As I wrote Cosbybot, it occurred to me that bots come with some other benefits:

  • Whenever I need to demo to someone, I always have someone to play with that responds quickly.
  • Bots can be operated outside the server: if the server is acting oddly towards our users then the bot will catch it.
  • Writing a “clean room” client outside of my iOS app ensures I didn’t make bad assumptions.

Mechanics of Cosbybot

The following is a brief visual summary of “testing” the Silly Face Society by playing against Cosbybot:

1. A member of the Silly Face Society starts a game with Cosbybot
2. The member sends Cosbybot a silly face
3. Cosbybot guesses randomly at the silly face and taunts the submitter.
4. Cosbybot sends his own picture to be guessed

Cosbybot is a real account (with a login) that uses programmatic client. I implemented a simple state machine that advances along WAITING SUBMIT -> GUESSING -> SUBMITTING -> WAITING GUESS. Every thirty seconds, Cosbybot scans for all open rounds and tries to advance them by a step in the state machine, submitting a photo of Bill Cosby when required. If an error occurs (bad response code, bad login, bad serialization, unexpected format, server down, etc.) then an error is logged at “fatal” which fires me an e-mail using node’s winston module.
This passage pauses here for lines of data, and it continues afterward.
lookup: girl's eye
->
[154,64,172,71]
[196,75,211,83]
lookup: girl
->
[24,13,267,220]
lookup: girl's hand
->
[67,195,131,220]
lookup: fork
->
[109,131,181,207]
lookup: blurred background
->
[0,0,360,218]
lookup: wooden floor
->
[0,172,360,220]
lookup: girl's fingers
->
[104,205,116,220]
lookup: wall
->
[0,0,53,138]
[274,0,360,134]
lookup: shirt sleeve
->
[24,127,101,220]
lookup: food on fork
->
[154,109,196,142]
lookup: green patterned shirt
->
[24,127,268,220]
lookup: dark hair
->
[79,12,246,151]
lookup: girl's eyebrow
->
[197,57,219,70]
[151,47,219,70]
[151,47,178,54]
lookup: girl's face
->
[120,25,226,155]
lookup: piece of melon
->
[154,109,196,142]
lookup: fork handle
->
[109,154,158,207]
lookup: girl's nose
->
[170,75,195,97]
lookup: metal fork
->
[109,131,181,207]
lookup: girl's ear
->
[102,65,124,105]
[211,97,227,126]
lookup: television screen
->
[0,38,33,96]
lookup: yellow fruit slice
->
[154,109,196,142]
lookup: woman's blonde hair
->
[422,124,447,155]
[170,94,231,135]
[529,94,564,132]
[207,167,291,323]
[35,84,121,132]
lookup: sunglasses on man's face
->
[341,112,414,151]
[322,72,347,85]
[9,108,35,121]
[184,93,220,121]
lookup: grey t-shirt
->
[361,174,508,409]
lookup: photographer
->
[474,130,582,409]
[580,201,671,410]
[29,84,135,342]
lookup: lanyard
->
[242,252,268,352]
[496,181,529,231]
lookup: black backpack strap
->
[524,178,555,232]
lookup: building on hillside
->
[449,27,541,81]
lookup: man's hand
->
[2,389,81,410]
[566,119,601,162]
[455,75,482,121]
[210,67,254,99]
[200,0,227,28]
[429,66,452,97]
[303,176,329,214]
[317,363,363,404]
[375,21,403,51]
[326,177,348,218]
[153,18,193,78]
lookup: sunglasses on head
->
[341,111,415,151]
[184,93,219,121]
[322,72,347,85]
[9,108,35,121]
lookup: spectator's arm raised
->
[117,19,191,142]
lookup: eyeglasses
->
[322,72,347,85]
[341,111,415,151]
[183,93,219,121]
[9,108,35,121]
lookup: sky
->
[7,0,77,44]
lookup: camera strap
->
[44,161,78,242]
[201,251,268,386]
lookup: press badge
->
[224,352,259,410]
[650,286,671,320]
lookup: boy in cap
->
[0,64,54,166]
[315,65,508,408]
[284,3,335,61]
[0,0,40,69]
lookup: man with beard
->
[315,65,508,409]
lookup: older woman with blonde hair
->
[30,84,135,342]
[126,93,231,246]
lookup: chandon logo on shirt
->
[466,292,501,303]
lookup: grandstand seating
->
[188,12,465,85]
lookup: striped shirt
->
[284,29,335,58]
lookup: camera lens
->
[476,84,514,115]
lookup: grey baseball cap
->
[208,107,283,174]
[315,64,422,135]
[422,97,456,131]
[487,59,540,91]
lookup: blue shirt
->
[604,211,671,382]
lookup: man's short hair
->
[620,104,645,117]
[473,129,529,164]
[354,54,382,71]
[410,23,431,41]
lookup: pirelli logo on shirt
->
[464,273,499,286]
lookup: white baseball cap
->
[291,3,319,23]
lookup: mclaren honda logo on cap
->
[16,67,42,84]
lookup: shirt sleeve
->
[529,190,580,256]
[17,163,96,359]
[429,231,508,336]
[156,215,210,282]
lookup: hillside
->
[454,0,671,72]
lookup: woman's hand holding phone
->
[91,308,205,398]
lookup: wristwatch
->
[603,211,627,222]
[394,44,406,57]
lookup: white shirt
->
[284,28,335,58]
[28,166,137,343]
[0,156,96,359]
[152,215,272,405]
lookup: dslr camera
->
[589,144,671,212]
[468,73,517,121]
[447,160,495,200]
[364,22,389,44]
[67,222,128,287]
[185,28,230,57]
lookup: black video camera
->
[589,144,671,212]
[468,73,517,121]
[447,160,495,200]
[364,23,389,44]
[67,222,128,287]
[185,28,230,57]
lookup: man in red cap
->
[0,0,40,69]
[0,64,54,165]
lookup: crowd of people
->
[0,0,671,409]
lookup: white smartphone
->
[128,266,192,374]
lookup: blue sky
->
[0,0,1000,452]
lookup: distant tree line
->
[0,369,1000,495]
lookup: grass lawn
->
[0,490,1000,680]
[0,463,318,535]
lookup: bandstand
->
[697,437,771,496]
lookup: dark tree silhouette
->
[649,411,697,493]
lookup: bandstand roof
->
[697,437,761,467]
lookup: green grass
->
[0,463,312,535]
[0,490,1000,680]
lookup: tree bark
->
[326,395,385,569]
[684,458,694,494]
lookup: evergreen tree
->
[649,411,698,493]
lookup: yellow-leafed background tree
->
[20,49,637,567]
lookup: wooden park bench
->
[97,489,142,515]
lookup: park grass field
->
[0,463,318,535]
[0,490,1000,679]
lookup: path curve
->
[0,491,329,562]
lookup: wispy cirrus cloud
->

Cosbybot acts without internal knowledge and I keep it in an external script that interacts with the Silly Face Society server over HTTP (via node’s request module). The source for the bot is a bit too long for this post, but is available in this gist. Here’s the run loop:

fe = forwardError = (cb, fn) -> (err) ->
  return cb(err) if err?
  fn Array::slice.call(arguments, 1)...

execute = ->
  login fe reportError, ->
    refresh fe reportError, (responseJson) ->
      {rankName, id, monocles} = responseJson.currentPlayer
      winston.info "#{botName} (#{id}) rank: '#{rankName}' - #{monocles} monocles"
      async.forEachSeries responseJson.rounds,
        (round, callback) ->
          switch actionState(id, round)
            when ACTION_STATES.YOU_SUBMIT then submitPhoto round, callback
            when ACTION_STATES.YOU_GUESS
              guessUntilClosed round, fe callback, ->
                taunt round, callback
            else callback()
        fe reportError, -> reexecute()

To understand this properly, see the context in the gist.

Continuity in Continuous Integration

Urkelbot and Cosbybot together at long last.

So far, all of our “tests” require a human to send a submission or guess a photo. Fortunately, there is a quick way of removing the human element: introduce one more bot.

I created another Silly Face Society account named “Urkelbot” and manually challenged Cosbybot to a round. I then booted copies of Cosbybot and Urkelbot on our production and dev servers. In each scan, Urkelbot’s state machine is advanced by Cosbybot (and vice-versa). Since the states are circular, we get continuous external testing of each server build. If I introduce a regression that prevents the game from being played, one of the bots will send me an e-mail alerting me of the failure.

And there you have it: Bill Cosby tests our code all day. If you like Bill Cosby and silly faces then be the first to try The Silly Face Society on the iPhone.

P.S. how was this show possibly ever on television?